Our slides have examples like
wr.deref() && wr.deref().foo()
not because we think this is good code, but because we consider it inevitable that people will write code like this. This code will almost always happen to act correctly, so the problem likely won't be caught by testing. There are plenty of non-deterministic interleaving hazards that JS programmers cope with turn-to-turn, because turns are the transactional-like unit, with unpredictable interleaving of other turns interleaving between turns. (The promise design was designed to mitigate similar due to this unpredictable interleaving of turns.) So non-deterministic interleaving of the observable effects of gc at turn boundaries is the most tolerable form of this hazard.
Within a turn, programmers apply conventional sequential imperative intuitions, appropriate for code within a transactional-like unit. Of code patterns we expect to both be frequent, because they're using "normal" operations, and to often pass all tests. For code that happens to work reliably under such conditions, we'd like as much of that code as practical to actually be correct. Modulo other costs of course; it is a tradeoff.

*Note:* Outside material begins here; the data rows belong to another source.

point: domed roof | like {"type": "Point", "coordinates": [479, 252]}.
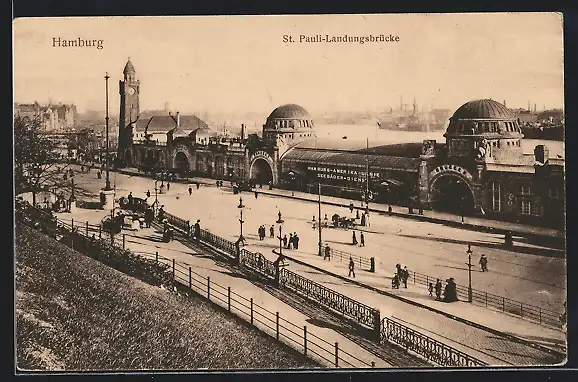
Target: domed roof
{"type": "Point", "coordinates": [290, 111]}
{"type": "Point", "coordinates": [483, 109]}
{"type": "Point", "coordinates": [128, 68]}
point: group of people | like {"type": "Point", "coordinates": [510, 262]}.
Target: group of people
{"type": "Point", "coordinates": [292, 242]}
{"type": "Point", "coordinates": [450, 292]}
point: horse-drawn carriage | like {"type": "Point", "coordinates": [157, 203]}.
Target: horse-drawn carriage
{"type": "Point", "coordinates": [343, 222]}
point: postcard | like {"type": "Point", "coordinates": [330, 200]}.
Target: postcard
{"type": "Point", "coordinates": [289, 192]}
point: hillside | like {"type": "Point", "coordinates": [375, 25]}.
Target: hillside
{"type": "Point", "coordinates": [74, 313]}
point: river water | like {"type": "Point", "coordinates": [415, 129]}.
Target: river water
{"type": "Point", "coordinates": [379, 137]}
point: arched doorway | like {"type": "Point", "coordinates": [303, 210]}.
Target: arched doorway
{"type": "Point", "coordinates": [450, 193]}
{"type": "Point", "coordinates": [181, 163]}
{"type": "Point", "coordinates": [261, 172]}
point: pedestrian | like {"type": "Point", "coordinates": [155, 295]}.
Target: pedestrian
{"type": "Point", "coordinates": [351, 268]}
{"type": "Point", "coordinates": [484, 263]}
{"type": "Point", "coordinates": [405, 276]}
{"type": "Point", "coordinates": [438, 289]}
{"type": "Point", "coordinates": [198, 229]}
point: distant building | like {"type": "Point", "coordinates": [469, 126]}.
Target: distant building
{"type": "Point", "coordinates": [54, 118]}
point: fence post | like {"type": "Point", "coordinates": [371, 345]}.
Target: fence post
{"type": "Point", "coordinates": [305, 339]}
{"type": "Point", "coordinates": [277, 324]}
{"type": "Point", "coordinates": [377, 325]}
{"type": "Point", "coordinates": [229, 298]}
{"type": "Point", "coordinates": [336, 354]}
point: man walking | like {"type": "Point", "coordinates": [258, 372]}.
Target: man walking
{"type": "Point", "coordinates": [327, 254]}
{"type": "Point", "coordinates": [438, 289]}
{"type": "Point", "coordinates": [351, 268]}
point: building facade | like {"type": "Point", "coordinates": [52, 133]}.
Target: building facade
{"type": "Point", "coordinates": [480, 169]}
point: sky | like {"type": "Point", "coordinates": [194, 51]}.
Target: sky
{"type": "Point", "coordinates": [240, 64]}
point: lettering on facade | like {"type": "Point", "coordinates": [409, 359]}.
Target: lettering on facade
{"type": "Point", "coordinates": [263, 155]}
{"type": "Point", "coordinates": [451, 168]}
{"type": "Point", "coordinates": [342, 173]}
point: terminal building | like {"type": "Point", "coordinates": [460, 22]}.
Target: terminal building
{"type": "Point", "coordinates": [480, 169]}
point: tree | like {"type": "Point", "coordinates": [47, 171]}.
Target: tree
{"type": "Point", "coordinates": [35, 157]}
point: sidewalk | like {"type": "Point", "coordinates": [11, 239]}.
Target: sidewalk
{"type": "Point", "coordinates": [473, 223]}
{"type": "Point", "coordinates": [149, 241]}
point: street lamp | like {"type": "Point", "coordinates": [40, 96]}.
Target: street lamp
{"type": "Point", "coordinates": [319, 225]}
{"type": "Point", "coordinates": [107, 185]}
{"type": "Point", "coordinates": [280, 222]}
{"type": "Point", "coordinates": [241, 221]}
{"type": "Point", "coordinates": [469, 264]}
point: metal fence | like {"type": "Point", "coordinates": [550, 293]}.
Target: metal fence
{"type": "Point", "coordinates": [432, 350]}
{"type": "Point", "coordinates": [488, 300]}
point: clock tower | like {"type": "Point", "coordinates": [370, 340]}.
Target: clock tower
{"type": "Point", "coordinates": [129, 89]}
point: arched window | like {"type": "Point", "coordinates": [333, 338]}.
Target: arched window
{"type": "Point", "coordinates": [496, 196]}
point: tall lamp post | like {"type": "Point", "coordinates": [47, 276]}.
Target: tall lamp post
{"type": "Point", "coordinates": [319, 225]}
{"type": "Point", "coordinates": [280, 222]}
{"type": "Point", "coordinates": [469, 264]}
{"type": "Point", "coordinates": [241, 221]}
{"type": "Point", "coordinates": [107, 186]}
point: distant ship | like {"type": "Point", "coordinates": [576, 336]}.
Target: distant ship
{"type": "Point", "coordinates": [400, 120]}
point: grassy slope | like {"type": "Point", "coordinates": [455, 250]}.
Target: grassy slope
{"type": "Point", "coordinates": [74, 313]}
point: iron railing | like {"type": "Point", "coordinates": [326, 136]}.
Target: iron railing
{"type": "Point", "coordinates": [425, 346]}
{"type": "Point", "coordinates": [498, 303]}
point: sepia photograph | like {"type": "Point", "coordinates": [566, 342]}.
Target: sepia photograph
{"type": "Point", "coordinates": [289, 192]}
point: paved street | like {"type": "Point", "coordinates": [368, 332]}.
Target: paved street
{"type": "Point", "coordinates": [529, 274]}
{"type": "Point", "coordinates": [220, 219]}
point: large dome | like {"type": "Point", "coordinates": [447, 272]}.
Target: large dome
{"type": "Point", "coordinates": [290, 111]}
{"type": "Point", "coordinates": [483, 109]}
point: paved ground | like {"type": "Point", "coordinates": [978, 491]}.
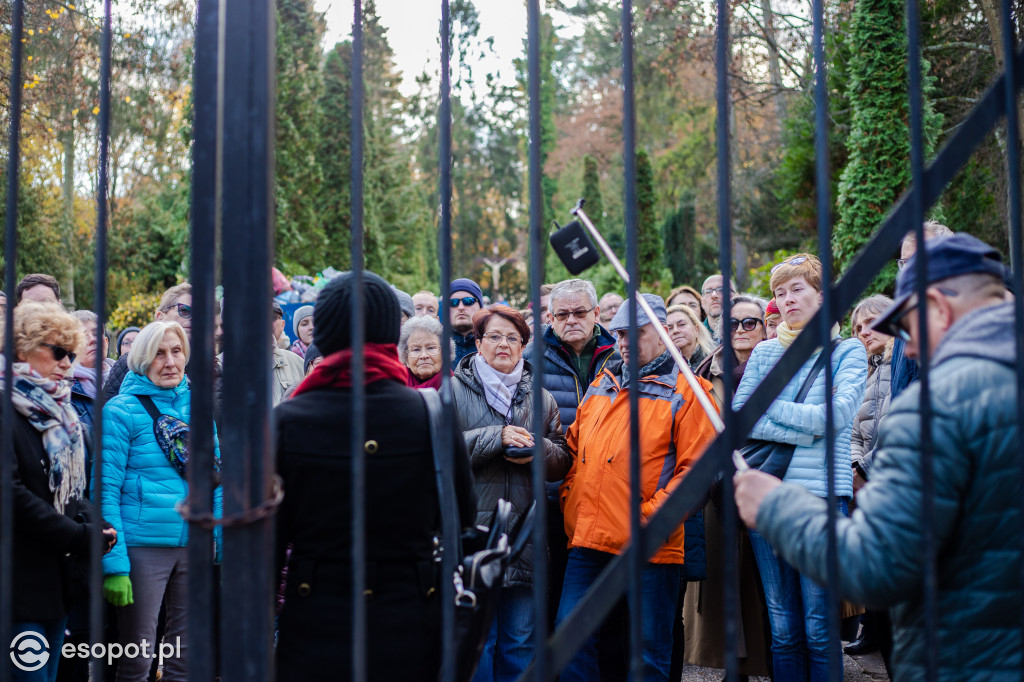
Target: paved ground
{"type": "Point", "coordinates": [860, 669]}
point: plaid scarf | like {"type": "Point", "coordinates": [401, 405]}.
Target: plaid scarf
{"type": "Point", "coordinates": [47, 407]}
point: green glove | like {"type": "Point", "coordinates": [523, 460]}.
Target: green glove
{"type": "Point", "coordinates": [117, 590]}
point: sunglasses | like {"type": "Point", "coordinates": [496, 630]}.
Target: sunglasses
{"type": "Point", "coordinates": [579, 314]}
{"type": "Point", "coordinates": [793, 261]}
{"type": "Point", "coordinates": [749, 324]}
{"type": "Point", "coordinates": [184, 310]}
{"type": "Point", "coordinates": [59, 352]}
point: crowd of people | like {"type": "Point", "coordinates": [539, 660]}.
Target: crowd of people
{"type": "Point", "coordinates": [585, 425]}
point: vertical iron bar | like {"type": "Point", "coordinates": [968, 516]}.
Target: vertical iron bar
{"type": "Point", "coordinates": [730, 554]}
{"type": "Point", "coordinates": [537, 276]}
{"type": "Point", "coordinates": [449, 555]}
{"type": "Point", "coordinates": [247, 219]}
{"type": "Point", "coordinates": [1016, 246]}
{"type": "Point", "coordinates": [10, 280]}
{"type": "Point", "coordinates": [824, 254]}
{"type": "Point", "coordinates": [930, 584]}
{"type": "Point", "coordinates": [96, 606]}
{"type": "Point", "coordinates": [633, 364]}
{"type": "Point", "coordinates": [358, 390]}
{"type": "Point", "coordinates": [205, 185]}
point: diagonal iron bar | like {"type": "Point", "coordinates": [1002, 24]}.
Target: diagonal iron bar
{"type": "Point", "coordinates": [608, 588]}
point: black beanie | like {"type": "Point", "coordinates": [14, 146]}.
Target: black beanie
{"type": "Point", "coordinates": [333, 312]}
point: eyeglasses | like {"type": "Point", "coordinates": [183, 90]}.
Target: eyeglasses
{"type": "Point", "coordinates": [496, 338]}
{"type": "Point", "coordinates": [749, 324]}
{"type": "Point", "coordinates": [579, 314]}
{"type": "Point", "coordinates": [793, 261]}
{"type": "Point", "coordinates": [59, 352]}
{"type": "Point", "coordinates": [183, 309]}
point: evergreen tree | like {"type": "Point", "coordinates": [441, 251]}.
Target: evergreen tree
{"type": "Point", "coordinates": [678, 235]}
{"type": "Point", "coordinates": [878, 171]}
{"type": "Point", "coordinates": [298, 179]}
{"type": "Point", "coordinates": [648, 238]}
{"type": "Point", "coordinates": [334, 157]}
{"type": "Point", "coordinates": [592, 189]}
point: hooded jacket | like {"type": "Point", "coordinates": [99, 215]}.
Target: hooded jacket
{"type": "Point", "coordinates": [875, 407]}
{"type": "Point", "coordinates": [674, 432]}
{"type": "Point", "coordinates": [976, 519]}
{"type": "Point", "coordinates": [496, 476]}
{"type": "Point", "coordinates": [139, 486]}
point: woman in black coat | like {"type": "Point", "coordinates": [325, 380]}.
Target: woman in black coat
{"type": "Point", "coordinates": [52, 521]}
{"type": "Point", "coordinates": [402, 516]}
{"type": "Point", "coordinates": [493, 392]}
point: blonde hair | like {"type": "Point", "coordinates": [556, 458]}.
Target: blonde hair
{"type": "Point", "coordinates": [704, 336]}
{"type": "Point", "coordinates": [143, 350]}
{"type": "Point", "coordinates": [809, 268]}
{"type": "Point", "coordinates": [172, 296]}
{"type": "Point", "coordinates": [36, 324]}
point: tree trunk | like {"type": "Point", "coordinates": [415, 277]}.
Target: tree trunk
{"type": "Point", "coordinates": [69, 217]}
{"type": "Point", "coordinates": [774, 70]}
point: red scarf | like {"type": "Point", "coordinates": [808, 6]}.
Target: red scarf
{"type": "Point", "coordinates": [336, 370]}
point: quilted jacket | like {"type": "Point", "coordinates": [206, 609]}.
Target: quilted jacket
{"type": "Point", "coordinates": [674, 432]}
{"type": "Point", "coordinates": [804, 423]}
{"type": "Point", "coordinates": [976, 519]}
{"type": "Point", "coordinates": [875, 407]}
{"type": "Point", "coordinates": [495, 476]}
{"type": "Point", "coordinates": [138, 484]}
{"type": "Point", "coordinates": [559, 377]}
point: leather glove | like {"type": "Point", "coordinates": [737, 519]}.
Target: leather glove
{"type": "Point", "coordinates": [117, 590]}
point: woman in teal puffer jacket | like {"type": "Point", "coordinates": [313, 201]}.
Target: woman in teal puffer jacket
{"type": "Point", "coordinates": [140, 488]}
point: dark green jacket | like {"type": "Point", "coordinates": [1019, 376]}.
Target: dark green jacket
{"type": "Point", "coordinates": [977, 514]}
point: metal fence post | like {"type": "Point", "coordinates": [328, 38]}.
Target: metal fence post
{"type": "Point", "coordinates": [247, 188]}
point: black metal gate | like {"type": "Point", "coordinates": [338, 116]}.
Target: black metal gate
{"type": "Point", "coordinates": [232, 214]}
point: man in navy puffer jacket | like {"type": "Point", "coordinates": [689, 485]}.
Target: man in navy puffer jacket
{"type": "Point", "coordinates": [576, 349]}
{"type": "Point", "coordinates": [977, 514]}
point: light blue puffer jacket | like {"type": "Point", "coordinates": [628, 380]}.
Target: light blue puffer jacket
{"type": "Point", "coordinates": [804, 423]}
{"type": "Point", "coordinates": [139, 486]}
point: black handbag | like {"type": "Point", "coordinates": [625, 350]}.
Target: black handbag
{"type": "Point", "coordinates": [482, 555]}
{"type": "Point", "coordinates": [772, 457]}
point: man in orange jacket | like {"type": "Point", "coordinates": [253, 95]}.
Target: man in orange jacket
{"type": "Point", "coordinates": [595, 496]}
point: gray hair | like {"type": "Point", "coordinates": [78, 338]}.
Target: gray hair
{"type": "Point", "coordinates": [421, 324]}
{"type": "Point", "coordinates": [147, 343]}
{"type": "Point", "coordinates": [933, 228]}
{"type": "Point", "coordinates": [704, 336]}
{"type": "Point", "coordinates": [88, 321]}
{"type": "Point", "coordinates": [877, 304]}
{"type": "Point", "coordinates": [753, 300]}
{"type": "Point", "coordinates": [571, 287]}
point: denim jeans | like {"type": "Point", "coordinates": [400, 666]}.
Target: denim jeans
{"type": "Point", "coordinates": [660, 591]}
{"type": "Point", "coordinates": [798, 611]}
{"type": "Point", "coordinates": [29, 655]}
{"type": "Point", "coordinates": [510, 644]}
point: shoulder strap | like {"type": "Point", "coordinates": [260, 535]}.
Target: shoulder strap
{"type": "Point", "coordinates": [150, 406]}
{"type": "Point", "coordinates": [442, 474]}
{"type": "Point", "coordinates": [818, 364]}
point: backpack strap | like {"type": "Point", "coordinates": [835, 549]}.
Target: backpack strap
{"type": "Point", "coordinates": [151, 407]}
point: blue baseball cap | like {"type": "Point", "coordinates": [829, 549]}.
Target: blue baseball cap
{"type": "Point", "coordinates": [622, 318]}
{"type": "Point", "coordinates": [947, 257]}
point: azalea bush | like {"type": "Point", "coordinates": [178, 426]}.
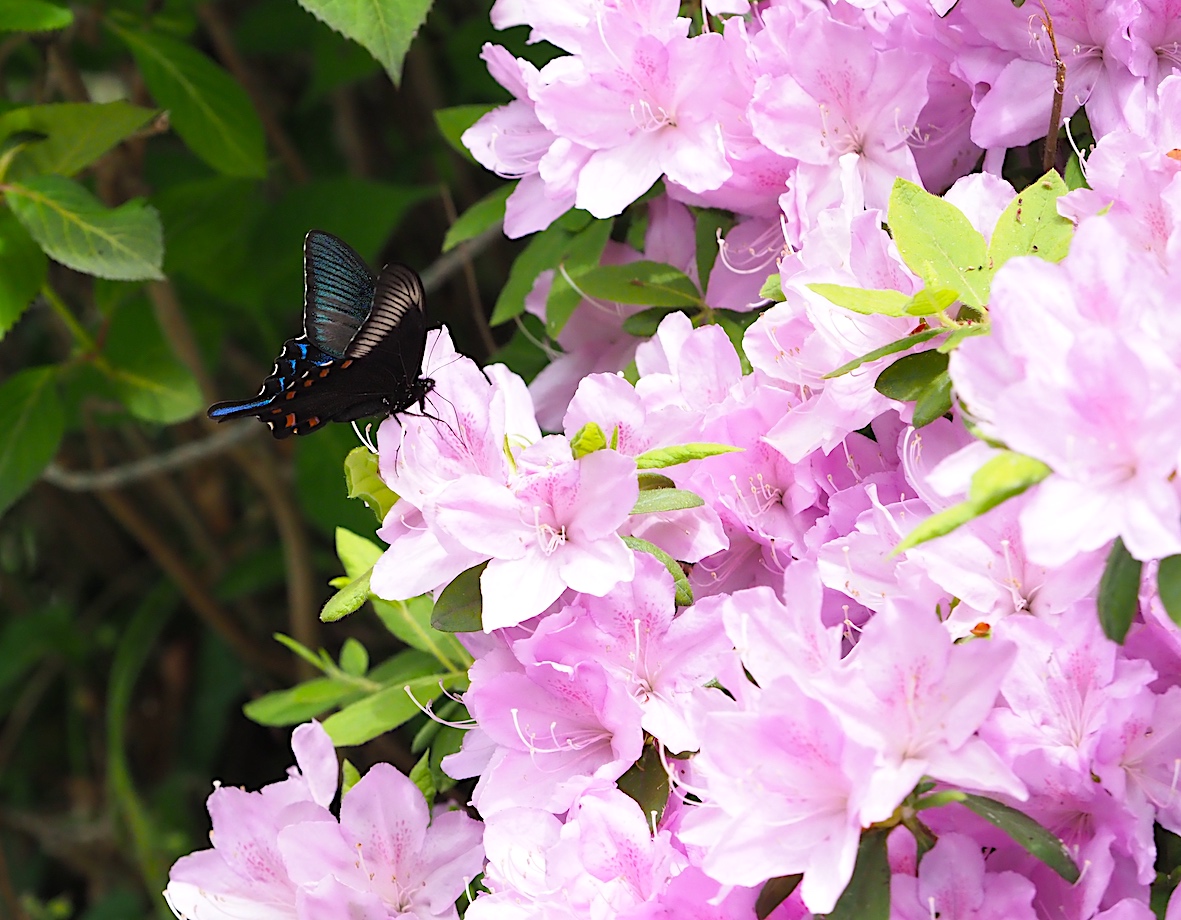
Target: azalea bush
{"type": "Point", "coordinates": [811, 546]}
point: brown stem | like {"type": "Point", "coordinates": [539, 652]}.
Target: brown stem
{"type": "Point", "coordinates": [215, 24]}
{"type": "Point", "coordinates": [1059, 90]}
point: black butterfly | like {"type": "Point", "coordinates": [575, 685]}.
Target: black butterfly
{"type": "Point", "coordinates": [361, 348]}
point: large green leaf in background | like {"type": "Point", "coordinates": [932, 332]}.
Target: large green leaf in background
{"type": "Point", "coordinates": [23, 267]}
{"type": "Point", "coordinates": [77, 134]}
{"type": "Point", "coordinates": [33, 15]}
{"type": "Point", "coordinates": [33, 422]}
{"type": "Point", "coordinates": [123, 243]}
{"type": "Point", "coordinates": [384, 27]}
{"type": "Point", "coordinates": [208, 108]}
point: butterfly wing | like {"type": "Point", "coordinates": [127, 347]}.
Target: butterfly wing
{"type": "Point", "coordinates": [390, 345]}
{"type": "Point", "coordinates": [338, 293]}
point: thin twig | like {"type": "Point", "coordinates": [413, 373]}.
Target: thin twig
{"type": "Point", "coordinates": [112, 477]}
{"type": "Point", "coordinates": [469, 274]}
{"type": "Point", "coordinates": [1059, 91]}
{"type": "Point", "coordinates": [191, 587]}
{"type": "Point", "coordinates": [223, 41]}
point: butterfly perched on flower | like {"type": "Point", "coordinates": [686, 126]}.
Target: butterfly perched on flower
{"type": "Point", "coordinates": [360, 353]}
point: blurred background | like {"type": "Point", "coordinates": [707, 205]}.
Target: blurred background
{"type": "Point", "coordinates": [147, 558]}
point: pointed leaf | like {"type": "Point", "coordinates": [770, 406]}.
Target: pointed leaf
{"type": "Point", "coordinates": [76, 134]}
{"type": "Point", "coordinates": [939, 243]}
{"type": "Point", "coordinates": [1168, 586]}
{"type": "Point", "coordinates": [1028, 833]}
{"type": "Point", "coordinates": [485, 213]}
{"type": "Point", "coordinates": [1118, 599]}
{"type": "Point", "coordinates": [862, 300]}
{"type": "Point", "coordinates": [867, 894]}
{"type": "Point", "coordinates": [459, 607]}
{"type": "Point", "coordinates": [123, 243]}
{"type": "Point", "coordinates": [363, 481]}
{"type": "Point", "coordinates": [383, 27]}
{"type": "Point", "coordinates": [666, 500]}
{"type": "Point", "coordinates": [684, 589]}
{"type": "Point", "coordinates": [1032, 226]}
{"type": "Point", "coordinates": [23, 267]}
{"type": "Point", "coordinates": [660, 457]}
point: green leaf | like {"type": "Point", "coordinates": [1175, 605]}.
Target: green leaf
{"type": "Point", "coordinates": [459, 607]}
{"type": "Point", "coordinates": [646, 783]}
{"type": "Point", "coordinates": [644, 324]}
{"type": "Point", "coordinates": [644, 282]}
{"type": "Point", "coordinates": [363, 481]}
{"type": "Point", "coordinates": [867, 894]}
{"type": "Point", "coordinates": [930, 301]}
{"type": "Point", "coordinates": [933, 402]}
{"type": "Point", "coordinates": [350, 599]}
{"type": "Point", "coordinates": [300, 703]}
{"type": "Point", "coordinates": [23, 268]}
{"type": "Point", "coordinates": [684, 591]}
{"type": "Point", "coordinates": [581, 254]}
{"type": "Point", "coordinates": [33, 15]}
{"type": "Point", "coordinates": [207, 106]}
{"type": "Point", "coordinates": [666, 500]}
{"type": "Point", "coordinates": [1026, 832]}
{"type": "Point", "coordinates": [709, 222]}
{"type": "Point", "coordinates": [939, 243]}
{"type": "Point", "coordinates": [865, 301]}
{"type": "Point", "coordinates": [772, 288]}
{"type": "Point", "coordinates": [894, 347]}
{"type": "Point", "coordinates": [384, 27]}
{"type": "Point", "coordinates": [32, 422]}
{"type": "Point", "coordinates": [145, 374]}
{"type": "Point", "coordinates": [348, 776]}
{"type": "Point", "coordinates": [383, 711]}
{"type": "Point", "coordinates": [774, 893]}
{"type": "Point", "coordinates": [909, 376]}
{"type": "Point", "coordinates": [661, 457]}
{"type": "Point", "coordinates": [1032, 226]}
{"type": "Point", "coordinates": [356, 553]}
{"type": "Point", "coordinates": [543, 252]}
{"type": "Point", "coordinates": [455, 121]}
{"type": "Point", "coordinates": [1168, 586]}
{"type": "Point", "coordinates": [77, 134]}
{"type": "Point", "coordinates": [411, 622]}
{"type": "Point", "coordinates": [587, 439]}
{"type": "Point", "coordinates": [485, 213]}
{"type": "Point", "coordinates": [353, 658]}
{"type": "Point", "coordinates": [654, 481]}
{"type": "Point", "coordinates": [421, 776]}
{"type": "Point", "coordinates": [123, 243]}
{"type": "Point", "coordinates": [1004, 476]}
{"type": "Point", "coordinates": [1118, 598]}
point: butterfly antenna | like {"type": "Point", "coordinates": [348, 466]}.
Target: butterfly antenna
{"type": "Point", "coordinates": [364, 438]}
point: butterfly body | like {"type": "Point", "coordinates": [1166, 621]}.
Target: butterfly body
{"type": "Point", "coordinates": [360, 353]}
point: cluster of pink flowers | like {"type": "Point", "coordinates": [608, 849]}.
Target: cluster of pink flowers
{"type": "Point", "coordinates": [821, 687]}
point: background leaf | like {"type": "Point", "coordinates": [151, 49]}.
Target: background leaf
{"type": "Point", "coordinates": [385, 27]}
{"type": "Point", "coordinates": [77, 134]}
{"type": "Point", "coordinates": [207, 106]}
{"type": "Point", "coordinates": [123, 243]}
{"type": "Point", "coordinates": [33, 423]}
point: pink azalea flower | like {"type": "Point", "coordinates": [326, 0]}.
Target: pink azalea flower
{"type": "Point", "coordinates": [641, 103]}
{"type": "Point", "coordinates": [554, 528]}
{"type": "Point", "coordinates": [841, 97]}
{"type": "Point", "coordinates": [953, 885]}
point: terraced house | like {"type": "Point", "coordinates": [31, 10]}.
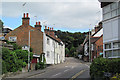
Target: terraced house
{"type": "Point", "coordinates": [53, 47]}
{"type": "Point", "coordinates": [21, 36]}
{"type": "Point", "coordinates": [111, 29]}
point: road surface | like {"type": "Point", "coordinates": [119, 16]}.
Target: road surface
{"type": "Point", "coordinates": [72, 69]}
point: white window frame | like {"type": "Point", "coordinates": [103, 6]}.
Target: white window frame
{"type": "Point", "coordinates": [12, 40]}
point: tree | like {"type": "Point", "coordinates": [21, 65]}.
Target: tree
{"type": "Point", "coordinates": [66, 51]}
{"type": "Point", "coordinates": [23, 55]}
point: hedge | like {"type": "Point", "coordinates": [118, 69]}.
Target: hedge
{"type": "Point", "coordinates": [100, 66]}
{"type": "Point", "coordinates": [13, 61]}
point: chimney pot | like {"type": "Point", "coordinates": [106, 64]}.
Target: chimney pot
{"type": "Point", "coordinates": [24, 15]}
{"type": "Point", "coordinates": [45, 27]}
{"type": "Point", "coordinates": [36, 23]}
{"type": "Point", "coordinates": [27, 14]}
{"type": "Point", "coordinates": [39, 23]}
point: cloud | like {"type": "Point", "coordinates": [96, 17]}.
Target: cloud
{"type": "Point", "coordinates": [8, 27]}
{"type": "Point", "coordinates": [74, 14]}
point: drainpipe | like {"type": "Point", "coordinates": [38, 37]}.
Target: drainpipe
{"type": "Point", "coordinates": [54, 52]}
{"type": "Point", "coordinates": [89, 47]}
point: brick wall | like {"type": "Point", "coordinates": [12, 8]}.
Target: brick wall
{"type": "Point", "coordinates": [99, 45]}
{"type": "Point", "coordinates": [22, 33]}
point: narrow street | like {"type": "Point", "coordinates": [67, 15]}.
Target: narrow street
{"type": "Point", "coordinates": [72, 69]}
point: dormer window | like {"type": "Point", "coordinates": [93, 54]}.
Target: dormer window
{"type": "Point", "coordinates": [13, 39]}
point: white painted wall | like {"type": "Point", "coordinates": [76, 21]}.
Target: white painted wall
{"type": "Point", "coordinates": [110, 30]}
{"type": "Point", "coordinates": [85, 49]}
{"type": "Point", "coordinates": [98, 34]}
{"type": "Point", "coordinates": [48, 48]}
{"type": "Point", "coordinates": [56, 51]}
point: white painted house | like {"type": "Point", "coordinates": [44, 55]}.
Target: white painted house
{"type": "Point", "coordinates": [111, 29]}
{"type": "Point", "coordinates": [53, 47]}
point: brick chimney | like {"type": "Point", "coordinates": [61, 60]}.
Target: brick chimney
{"type": "Point", "coordinates": [52, 32]}
{"type": "Point", "coordinates": [25, 19]}
{"type": "Point", "coordinates": [38, 26]}
{"type": "Point", "coordinates": [98, 27]}
{"type": "Point", "coordinates": [46, 30]}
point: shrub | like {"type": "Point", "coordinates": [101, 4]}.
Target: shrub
{"type": "Point", "coordinates": [14, 60]}
{"type": "Point", "coordinates": [116, 77]}
{"type": "Point", "coordinates": [101, 65]}
{"type": "Point", "coordinates": [23, 54]}
{"type": "Point", "coordinates": [4, 70]}
{"type": "Point", "coordinates": [37, 66]}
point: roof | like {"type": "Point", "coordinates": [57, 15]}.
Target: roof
{"type": "Point", "coordinates": [93, 39]}
{"type": "Point", "coordinates": [54, 37]}
{"type": "Point", "coordinates": [97, 31]}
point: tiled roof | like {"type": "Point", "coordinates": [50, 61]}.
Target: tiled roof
{"type": "Point", "coordinates": [53, 37]}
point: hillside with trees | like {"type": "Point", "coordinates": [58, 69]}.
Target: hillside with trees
{"type": "Point", "coordinates": [71, 40]}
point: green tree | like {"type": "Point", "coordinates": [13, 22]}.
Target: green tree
{"type": "Point", "coordinates": [23, 55]}
{"type": "Point", "coordinates": [67, 51]}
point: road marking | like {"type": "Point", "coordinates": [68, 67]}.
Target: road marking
{"type": "Point", "coordinates": [77, 74]}
{"type": "Point", "coordinates": [72, 67]}
{"type": "Point", "coordinates": [66, 70]}
{"type": "Point", "coordinates": [66, 66]}
{"type": "Point", "coordinates": [57, 74]}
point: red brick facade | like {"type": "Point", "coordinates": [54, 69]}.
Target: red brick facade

So the similar example that I consider just as pressing is:
const wr = wrFactory.makeRef(foo());
console.log(wr.deref());
The problem is that both of these are very "normal" operations. cleanupSome
is not. That's why makeRef
needs to be considered an observation but makeCell
does not.
The talk and paper Uncanny Valleys in Declarative Language Design https://www.youtube.com/watch?v=hQ4Y-eAOZ-8 https://research.google.com/pubs/pub45983.html is about this "uncanny zone" of language design, of programs that are both intuitive and always happen to work correctly. Although Yedalog is an extraordinarily different language, our core response is still the same. When possible, change the spec and implementations so that such programs actually become correct.
@erights
This explanation was very helpful. I certainly agree that we should protect programmers from surprises in the case of:
wr.deref() && wr.deref().foo()
I'm slightly less convinced by:
const wr = wrFactory.makeRef(new Foo());
wr.deref().foo();
but I'm willing to assume that it's common enough.
My primary concern is the surface area of this new API. I was hopeful that there would be one new globally-scoped constructor, WeakRef
, but with the new design we have WeakFactory
, WeakCell
, and WeakRef
, and an inheritance relationship between WeakCell
and WeakRef
. That's quite a lot of conceptual overhead for a programmer that wants to create something simple, like a weakly-held list of event listeners.
I'm curious if there are other API options that would give us the same benefits. Would it be possible for WeakRefs to have a method that "re-weakens" them after construction or deref
?
This proposal hasn't really gotten much action lately, so I'm just curious how it stands right now. Driven by this inquiry, but thought I'd file an issue over here instead.